HABER MERKEZİ – Komalên Ciwan Üyesi Diyar Çiya Halklar Önderi Abdullah Öcalan üzerindeki ağırlaştırılmış tecridi, ona karşı gelişen açlık grevi direnişleri ve tecridi kırmak için gençliğe düşen görev ve sorumlulukları ilişkin Nûçe Ciwan Ajansına konuştu.
ÖNDERLİKSİZ BİR YAŞAMI ASLA KABUL ETMEYECEĞİZ
Diyar Çiya konuşmasına Halklar Önderi Abdullah Öcalan üzerindeki tecride dikkat çekerek şöyle konuştu: “Rêber Apo’nun üzerindeki tecrit 20 yılını doldurdu. Önderliğimiz üzerindeki tecridi kaldırmak, önderliği özgürleştirmek, önderliğin bir militanı olarak temel amacımızdır. Rêber Apo’yu özgürleştirmeden asla ve asla var olan yaşamı kendimize kabul etmeyeceğiz. Önderliksiz bir dünyayı, önderliksiz bir yaşamı kesinlikle kabul etmeyeceğiz. Bunun için de var gücümüzle mücadelemizi sonuna kadar sürdüreceğiz.
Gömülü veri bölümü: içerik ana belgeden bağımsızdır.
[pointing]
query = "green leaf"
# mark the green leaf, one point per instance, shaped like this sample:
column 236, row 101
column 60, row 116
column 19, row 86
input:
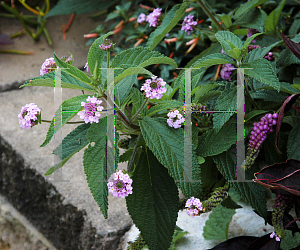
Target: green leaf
column 226, row 102
column 254, row 18
column 64, row 7
column 71, row 70
column 48, row 79
column 262, row 71
column 138, row 99
column 229, row 41
column 247, row 6
column 170, row 20
column 289, row 241
column 286, row 58
column 213, row 143
column 153, row 205
column 74, row 105
column 250, row 39
column 294, row 143
column 167, row 145
column 251, row 192
column 216, row 227
column 132, row 71
column 96, row 56
column 273, row 18
column 139, row 57
column 73, row 142
column 164, row 106
column 254, row 113
column 94, row 162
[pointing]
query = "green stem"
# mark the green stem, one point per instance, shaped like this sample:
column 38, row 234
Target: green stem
column 210, row 15
column 137, row 113
column 133, row 153
column 67, row 122
column 47, row 36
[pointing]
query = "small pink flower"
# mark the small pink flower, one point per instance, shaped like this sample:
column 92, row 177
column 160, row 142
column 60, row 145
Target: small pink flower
column 91, row 112
column 28, row 115
column 48, row 66
column 172, row 115
column 153, row 87
column 119, row 184
column 141, row 18
column 193, row 206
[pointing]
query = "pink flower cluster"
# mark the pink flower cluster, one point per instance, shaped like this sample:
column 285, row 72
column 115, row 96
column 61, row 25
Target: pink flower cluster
column 188, row 24
column 153, row 87
column 226, row 71
column 277, row 237
column 91, row 112
column 152, row 18
column 119, row 184
column 193, row 207
column 86, row 66
column 172, row 115
column 28, row 115
column 48, row 66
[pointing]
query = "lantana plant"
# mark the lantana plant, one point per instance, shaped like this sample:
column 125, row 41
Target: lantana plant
column 189, row 122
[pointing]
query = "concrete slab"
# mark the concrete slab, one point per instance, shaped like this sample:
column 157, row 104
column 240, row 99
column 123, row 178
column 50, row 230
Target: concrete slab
column 64, row 212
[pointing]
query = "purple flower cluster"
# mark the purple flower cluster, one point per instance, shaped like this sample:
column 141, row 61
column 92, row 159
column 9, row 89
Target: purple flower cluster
column 152, row 18
column 226, row 71
column 172, row 115
column 48, row 66
column 119, row 184
column 86, row 66
column 28, row 115
column 269, row 56
column 258, row 135
column 251, row 32
column 91, row 112
column 141, row 18
column 106, row 45
column 193, row 207
column 277, row 237
column 153, row 87
column 252, row 47
column 188, row 24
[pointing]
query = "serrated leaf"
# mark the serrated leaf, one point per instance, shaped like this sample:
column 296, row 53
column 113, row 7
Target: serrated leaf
column 273, row 18
column 64, row 7
column 250, row 39
column 254, row 18
column 294, row 143
column 153, row 205
column 213, row 143
column 216, row 227
column 164, row 106
column 71, row 70
column 94, row 162
column 167, row 144
column 262, row 71
column 68, row 81
column 73, row 142
column 170, row 20
column 226, row 102
column 71, row 104
column 286, row 58
column 247, row 6
column 229, row 41
column 96, row 56
column 251, row 192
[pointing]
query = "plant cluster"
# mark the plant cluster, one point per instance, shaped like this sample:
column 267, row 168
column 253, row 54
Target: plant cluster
column 154, row 118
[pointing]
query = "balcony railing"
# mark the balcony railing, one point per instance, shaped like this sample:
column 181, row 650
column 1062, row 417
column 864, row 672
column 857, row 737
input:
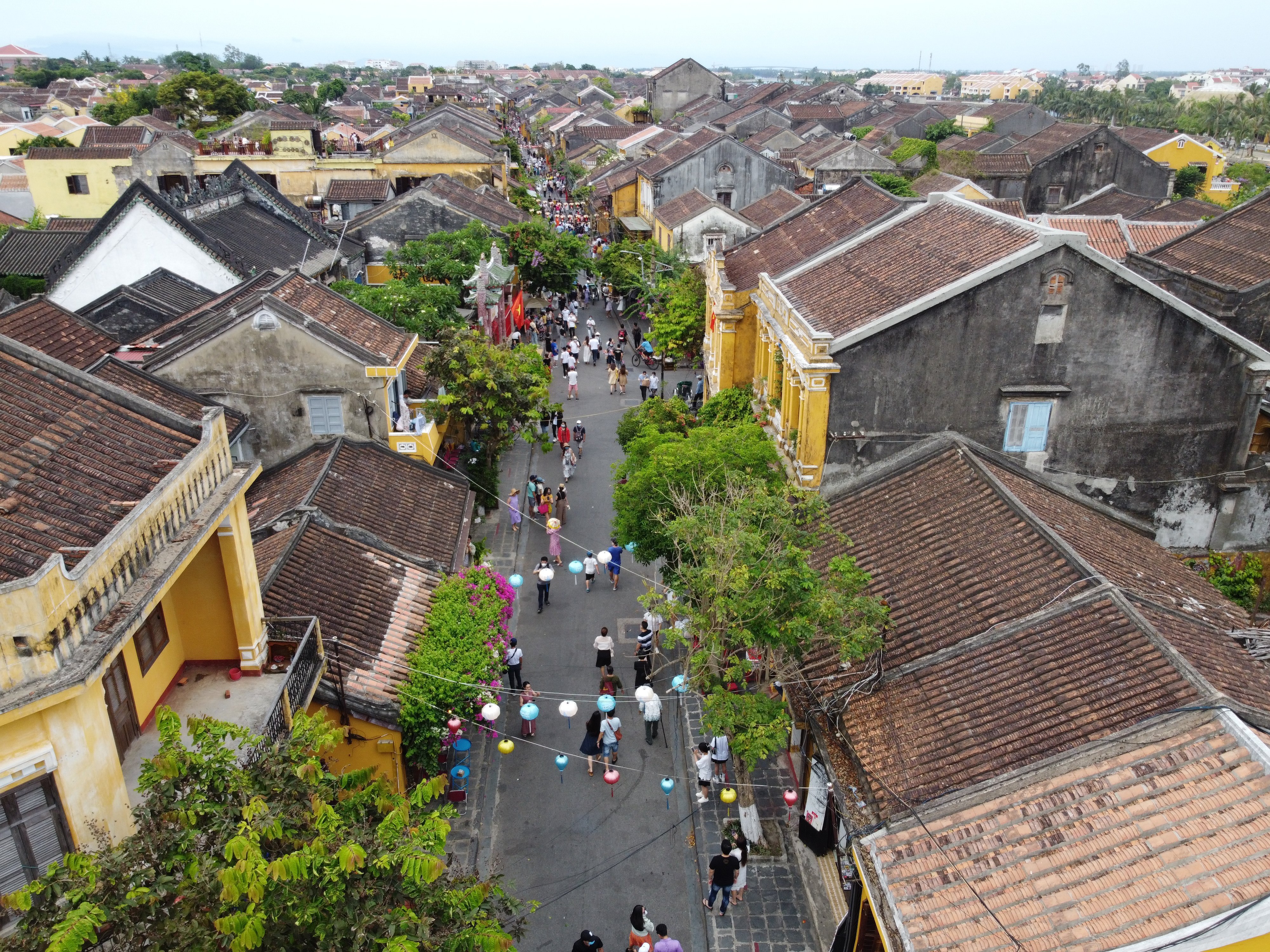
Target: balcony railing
column 298, row 642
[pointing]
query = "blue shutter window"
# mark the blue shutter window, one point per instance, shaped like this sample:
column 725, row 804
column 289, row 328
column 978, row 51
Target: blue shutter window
column 1027, row 428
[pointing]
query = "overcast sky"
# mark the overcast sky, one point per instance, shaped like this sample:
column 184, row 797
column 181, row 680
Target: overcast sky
column 987, row 35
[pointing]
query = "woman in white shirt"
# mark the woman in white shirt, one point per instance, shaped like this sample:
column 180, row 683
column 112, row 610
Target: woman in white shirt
column 604, row 649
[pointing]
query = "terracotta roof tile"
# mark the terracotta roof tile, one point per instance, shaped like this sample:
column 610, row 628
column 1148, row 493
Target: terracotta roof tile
column 902, row 263
column 57, row 332
column 834, row 219
column 1233, row 251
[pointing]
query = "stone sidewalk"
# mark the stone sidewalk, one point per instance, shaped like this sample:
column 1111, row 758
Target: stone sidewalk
column 777, row 915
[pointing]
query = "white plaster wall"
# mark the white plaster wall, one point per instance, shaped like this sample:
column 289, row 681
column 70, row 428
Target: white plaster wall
column 139, row 243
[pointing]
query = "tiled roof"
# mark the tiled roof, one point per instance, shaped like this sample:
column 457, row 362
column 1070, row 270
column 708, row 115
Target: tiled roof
column 68, row 456
column 773, row 208
column 910, row 260
column 1103, row 851
column 57, row 332
column 1052, row 140
column 835, row 218
column 34, row 253
column 69, row 153
column 1006, row 206
column 60, row 224
column 369, row 600
column 410, row 506
column 684, row 208
column 171, row 397
column 1182, row 210
column 358, row 191
column 345, row 318
column 1113, row 200
column 1233, row 251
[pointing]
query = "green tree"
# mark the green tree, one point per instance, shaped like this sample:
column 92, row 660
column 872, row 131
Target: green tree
column 741, row 565
column 421, row 309
column 495, row 393
column 446, row 257
column 896, row 185
column 194, row 95
column 661, row 466
column 138, row 101
column 545, row 258
column 680, row 314
column 271, row 854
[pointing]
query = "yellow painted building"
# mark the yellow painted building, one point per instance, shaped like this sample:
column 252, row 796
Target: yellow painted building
column 77, row 183
column 149, row 569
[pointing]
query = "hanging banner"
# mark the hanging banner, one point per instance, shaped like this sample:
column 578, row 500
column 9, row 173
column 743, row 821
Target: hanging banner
column 817, row 797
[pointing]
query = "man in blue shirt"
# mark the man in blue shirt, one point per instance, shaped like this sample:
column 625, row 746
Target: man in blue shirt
column 615, row 563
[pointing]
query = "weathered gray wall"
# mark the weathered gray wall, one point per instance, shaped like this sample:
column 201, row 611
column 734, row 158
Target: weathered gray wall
column 243, row 364
column 752, row 176
column 1154, row 395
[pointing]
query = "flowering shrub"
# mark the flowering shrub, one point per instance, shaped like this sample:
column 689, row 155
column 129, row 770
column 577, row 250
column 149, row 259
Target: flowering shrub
column 458, row 664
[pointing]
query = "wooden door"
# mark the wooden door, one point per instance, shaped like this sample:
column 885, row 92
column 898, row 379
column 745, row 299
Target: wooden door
column 119, row 705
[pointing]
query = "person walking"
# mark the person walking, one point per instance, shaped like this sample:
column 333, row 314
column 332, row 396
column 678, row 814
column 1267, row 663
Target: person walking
column 514, row 510
column 652, row 711
column 604, row 649
column 591, row 743
column 723, row 875
column 705, row 772
column 529, row 696
column 610, row 737
column 615, row 563
column 512, row 658
column 544, row 585
column 642, row 929
column 741, row 851
column 719, row 755
column 554, row 540
column 665, row 944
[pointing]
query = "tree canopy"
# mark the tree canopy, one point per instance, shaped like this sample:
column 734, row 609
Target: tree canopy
column 269, row 852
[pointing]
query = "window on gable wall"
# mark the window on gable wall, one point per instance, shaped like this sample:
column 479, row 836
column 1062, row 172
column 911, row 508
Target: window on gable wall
column 1027, row 427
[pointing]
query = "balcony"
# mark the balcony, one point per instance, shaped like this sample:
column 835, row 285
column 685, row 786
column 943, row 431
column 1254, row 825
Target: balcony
column 266, row 704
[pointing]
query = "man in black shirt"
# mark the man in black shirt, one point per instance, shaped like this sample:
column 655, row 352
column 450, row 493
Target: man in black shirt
column 723, row 875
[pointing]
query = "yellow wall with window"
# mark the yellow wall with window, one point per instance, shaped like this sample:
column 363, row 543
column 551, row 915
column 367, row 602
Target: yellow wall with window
column 48, row 181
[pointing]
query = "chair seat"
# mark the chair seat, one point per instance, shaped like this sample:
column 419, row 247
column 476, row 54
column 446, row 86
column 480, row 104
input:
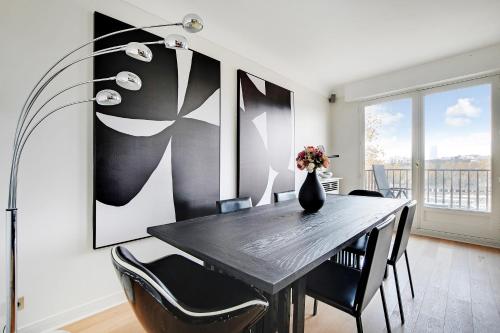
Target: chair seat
column 199, row 288
column 359, row 246
column 335, row 285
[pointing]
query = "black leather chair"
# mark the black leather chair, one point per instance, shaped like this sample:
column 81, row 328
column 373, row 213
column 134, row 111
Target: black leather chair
column 399, row 248
column 176, row 295
column 349, row 289
column 232, row 205
column 284, row 196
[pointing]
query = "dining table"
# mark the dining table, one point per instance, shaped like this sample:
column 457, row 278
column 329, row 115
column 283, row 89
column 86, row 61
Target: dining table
column 273, row 247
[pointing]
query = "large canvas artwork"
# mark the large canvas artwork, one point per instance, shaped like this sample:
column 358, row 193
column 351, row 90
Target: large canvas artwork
column 266, row 161
column 156, row 155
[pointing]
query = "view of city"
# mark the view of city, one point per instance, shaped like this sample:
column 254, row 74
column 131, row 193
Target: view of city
column 457, row 137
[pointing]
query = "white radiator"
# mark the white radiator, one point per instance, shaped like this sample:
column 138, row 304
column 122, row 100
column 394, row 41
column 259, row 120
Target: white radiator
column 331, row 185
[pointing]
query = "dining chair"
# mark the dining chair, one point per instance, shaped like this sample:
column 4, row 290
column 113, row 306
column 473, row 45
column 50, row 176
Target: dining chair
column 284, row 196
column 232, row 205
column 399, row 248
column 175, row 295
column 383, row 184
column 353, row 252
column 358, row 247
column 349, row 289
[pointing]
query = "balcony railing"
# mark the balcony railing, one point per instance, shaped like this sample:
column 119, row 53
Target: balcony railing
column 467, row 189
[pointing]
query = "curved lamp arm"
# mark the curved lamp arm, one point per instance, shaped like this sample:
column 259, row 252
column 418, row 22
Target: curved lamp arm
column 191, row 23
column 81, row 47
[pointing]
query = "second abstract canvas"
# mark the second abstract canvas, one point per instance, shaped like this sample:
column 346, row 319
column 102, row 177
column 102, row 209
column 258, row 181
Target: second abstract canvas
column 266, row 161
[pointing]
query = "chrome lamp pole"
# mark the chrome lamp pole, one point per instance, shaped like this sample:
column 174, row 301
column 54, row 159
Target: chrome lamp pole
column 31, row 117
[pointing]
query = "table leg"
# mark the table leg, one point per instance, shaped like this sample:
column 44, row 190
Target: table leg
column 284, row 310
column 299, row 304
column 277, row 317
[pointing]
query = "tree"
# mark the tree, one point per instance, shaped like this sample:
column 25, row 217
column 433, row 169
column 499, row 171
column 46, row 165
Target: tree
column 374, row 154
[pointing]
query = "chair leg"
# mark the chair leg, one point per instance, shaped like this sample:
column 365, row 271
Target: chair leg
column 409, row 274
column 359, row 324
column 399, row 294
column 384, row 305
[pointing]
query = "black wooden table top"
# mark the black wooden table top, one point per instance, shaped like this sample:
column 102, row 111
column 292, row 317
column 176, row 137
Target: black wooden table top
column 272, row 246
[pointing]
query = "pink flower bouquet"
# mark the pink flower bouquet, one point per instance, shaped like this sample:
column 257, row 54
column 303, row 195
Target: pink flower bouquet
column 311, row 158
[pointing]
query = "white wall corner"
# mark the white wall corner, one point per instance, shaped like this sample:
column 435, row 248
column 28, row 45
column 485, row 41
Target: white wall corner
column 74, row 314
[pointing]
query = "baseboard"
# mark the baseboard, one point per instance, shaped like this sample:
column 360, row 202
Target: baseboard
column 457, row 237
column 74, row 314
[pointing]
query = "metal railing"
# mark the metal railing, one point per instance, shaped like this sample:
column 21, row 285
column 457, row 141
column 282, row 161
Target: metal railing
column 467, row 189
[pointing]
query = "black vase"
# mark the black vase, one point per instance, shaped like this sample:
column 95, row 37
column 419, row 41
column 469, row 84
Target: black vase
column 312, row 195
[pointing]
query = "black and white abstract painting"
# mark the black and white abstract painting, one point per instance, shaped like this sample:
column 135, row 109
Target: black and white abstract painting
column 156, row 155
column 266, row 161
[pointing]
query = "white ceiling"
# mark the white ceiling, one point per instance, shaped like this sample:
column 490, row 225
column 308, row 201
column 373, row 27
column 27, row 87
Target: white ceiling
column 325, row 43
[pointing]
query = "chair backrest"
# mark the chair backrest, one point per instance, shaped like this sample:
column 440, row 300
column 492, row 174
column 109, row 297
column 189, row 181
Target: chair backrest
column 232, row 205
column 143, row 288
column 380, row 177
column 366, row 193
column 284, row 196
column 403, row 232
column 372, row 273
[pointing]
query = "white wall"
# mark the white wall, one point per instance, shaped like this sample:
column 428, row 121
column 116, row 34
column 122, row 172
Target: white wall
column 461, row 66
column 60, row 275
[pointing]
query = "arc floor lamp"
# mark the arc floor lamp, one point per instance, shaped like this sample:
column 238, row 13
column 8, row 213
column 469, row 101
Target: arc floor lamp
column 32, row 116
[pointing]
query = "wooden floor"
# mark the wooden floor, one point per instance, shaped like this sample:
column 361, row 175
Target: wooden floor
column 457, row 289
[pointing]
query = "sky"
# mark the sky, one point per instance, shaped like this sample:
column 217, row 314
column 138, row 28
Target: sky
column 457, row 122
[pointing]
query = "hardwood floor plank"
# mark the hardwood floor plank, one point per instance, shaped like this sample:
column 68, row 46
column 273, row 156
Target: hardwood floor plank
column 484, row 308
column 458, row 306
column 422, row 266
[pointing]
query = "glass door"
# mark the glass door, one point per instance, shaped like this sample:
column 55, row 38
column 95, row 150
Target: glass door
column 388, row 147
column 440, row 146
column 456, row 178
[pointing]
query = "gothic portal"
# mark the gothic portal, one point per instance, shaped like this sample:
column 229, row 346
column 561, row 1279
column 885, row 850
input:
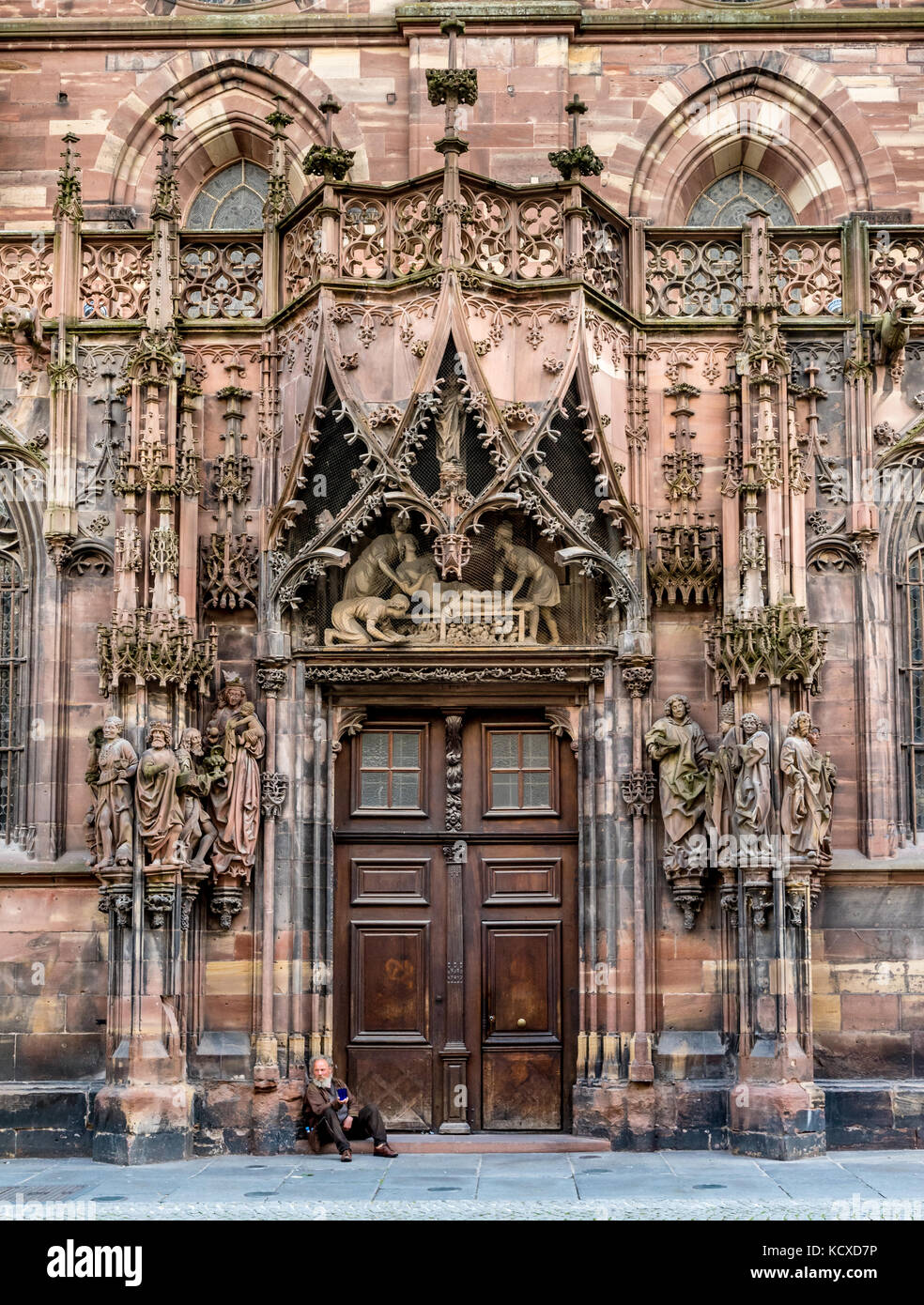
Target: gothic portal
column 461, row 575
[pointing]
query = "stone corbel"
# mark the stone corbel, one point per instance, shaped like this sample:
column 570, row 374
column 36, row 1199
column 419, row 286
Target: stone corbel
column 637, row 676
column 637, row 789
column 565, row 722
column 347, row 720
column 274, row 790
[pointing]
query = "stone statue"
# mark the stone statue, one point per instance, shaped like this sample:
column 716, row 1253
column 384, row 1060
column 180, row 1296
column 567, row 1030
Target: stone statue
column 355, row 620
column 193, row 783
column 417, row 572
column 117, row 763
column 449, row 430
column 679, row 746
column 526, row 565
column 827, row 782
column 802, row 815
column 94, row 742
column 372, row 571
column 753, row 799
column 156, row 797
column 235, row 795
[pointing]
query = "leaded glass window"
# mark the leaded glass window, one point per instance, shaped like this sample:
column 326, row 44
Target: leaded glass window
column 231, row 201
column 519, row 768
column 12, row 658
column 729, row 201
column 389, row 770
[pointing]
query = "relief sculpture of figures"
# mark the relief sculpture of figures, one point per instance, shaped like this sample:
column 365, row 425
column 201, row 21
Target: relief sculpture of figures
column 117, row 763
column 374, row 571
column 526, row 565
column 355, row 620
column 827, row 782
column 91, row 776
column 679, row 746
column 235, row 797
column 449, row 430
column 157, row 800
column 803, row 808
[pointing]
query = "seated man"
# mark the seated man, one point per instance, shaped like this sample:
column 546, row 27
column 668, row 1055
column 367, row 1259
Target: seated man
column 329, row 1113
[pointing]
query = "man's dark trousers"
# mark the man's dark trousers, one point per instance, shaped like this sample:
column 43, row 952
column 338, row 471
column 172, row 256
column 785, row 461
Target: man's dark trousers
column 367, row 1124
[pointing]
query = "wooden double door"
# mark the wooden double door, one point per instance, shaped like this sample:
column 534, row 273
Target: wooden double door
column 455, row 958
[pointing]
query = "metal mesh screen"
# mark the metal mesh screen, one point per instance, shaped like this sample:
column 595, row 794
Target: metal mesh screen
column 569, row 472
column 331, row 481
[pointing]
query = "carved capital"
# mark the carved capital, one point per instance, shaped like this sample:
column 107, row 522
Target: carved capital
column 274, row 790
column 271, row 679
column 637, row 789
column 637, row 678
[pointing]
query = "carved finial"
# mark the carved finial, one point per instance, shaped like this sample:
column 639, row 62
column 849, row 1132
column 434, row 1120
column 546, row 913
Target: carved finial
column 327, row 160
column 278, row 200
column 575, row 109
column 452, row 86
column 166, row 200
column 579, row 160
column 68, row 203
column 329, row 106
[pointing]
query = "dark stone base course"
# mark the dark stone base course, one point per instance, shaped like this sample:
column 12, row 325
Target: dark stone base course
column 886, row 1116
column 43, row 1123
column 141, row 1147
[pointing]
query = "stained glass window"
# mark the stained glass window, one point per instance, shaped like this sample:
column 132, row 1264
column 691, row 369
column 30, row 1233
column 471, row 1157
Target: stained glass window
column 519, row 769
column 231, row 201
column 389, row 769
column 729, row 201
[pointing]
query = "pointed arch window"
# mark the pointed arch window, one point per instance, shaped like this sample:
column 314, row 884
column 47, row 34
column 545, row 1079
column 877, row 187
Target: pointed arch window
column 727, row 201
column 233, row 200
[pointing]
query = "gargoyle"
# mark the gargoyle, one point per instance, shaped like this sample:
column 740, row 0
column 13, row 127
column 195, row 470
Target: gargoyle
column 20, row 325
column 891, row 330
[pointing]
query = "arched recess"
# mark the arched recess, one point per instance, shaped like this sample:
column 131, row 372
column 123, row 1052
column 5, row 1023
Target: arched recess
column 901, row 492
column 23, row 565
column 223, row 100
column 778, row 115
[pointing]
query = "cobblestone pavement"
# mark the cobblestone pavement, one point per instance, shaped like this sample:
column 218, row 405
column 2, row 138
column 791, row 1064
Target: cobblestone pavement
column 581, row 1187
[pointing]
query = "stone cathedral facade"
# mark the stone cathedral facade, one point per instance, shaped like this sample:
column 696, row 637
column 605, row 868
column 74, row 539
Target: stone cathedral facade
column 461, row 572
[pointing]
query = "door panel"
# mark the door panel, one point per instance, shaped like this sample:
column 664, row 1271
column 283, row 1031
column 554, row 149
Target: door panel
column 521, row 983
column 522, row 1044
column 521, row 880
column 438, row 929
column 522, row 1090
column 389, row 881
column 398, row 1080
column 391, row 983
Bu kesinlikle böyle bilinmelidir.”
MAYIS AYI ŞEHİTLERİNE SAHİP ÇIKMAK GENÇLİĞİN TEMEL GÖREVİDİR
Sözlerine Mayıs Ay’ının anlam ve önemine değinen Çiya, “Önder Apo’nun gizli ruhum dediği enternasyonalist kimliği PKK’de kalıcılaştıran Haki Karer yoldaşın şehit düştüğü Mayıs ayına giriyoruz. Mayıs ayı bizim için şehitler ayıdır. Mehmet Karasungur ile başlayan dörtlerle devam eden ve tabi ki enternasyonalist mücadalemizde bizim içim büyük saygınlığı olan Deniz Gezmiş, Mahir Çayan, İbrahim Kaypakayaların mücadeleside bizim için temeldir. Biz her zaman onların anılarını yaşatmak, onları mücadelemizde temel taşı etmek için var gücümüzle onlara layık olmaya çalışacağız. Ve bütün gençliğe, genç kadınlara çağrımızdır; Mayıs ayı şehitlerine sahip çıkmak onların anılarını yaşatmak bütün gençliğin temel görevidir. Bu değerli yoldaşlarımız özgür geleceği yaratmak için kendilerini feda ettiler. Bu arkadaşların yaratmaya çalıştığı özgür geleceğe sahip çıkmak bizim temel görevimizdir” diye konuştu.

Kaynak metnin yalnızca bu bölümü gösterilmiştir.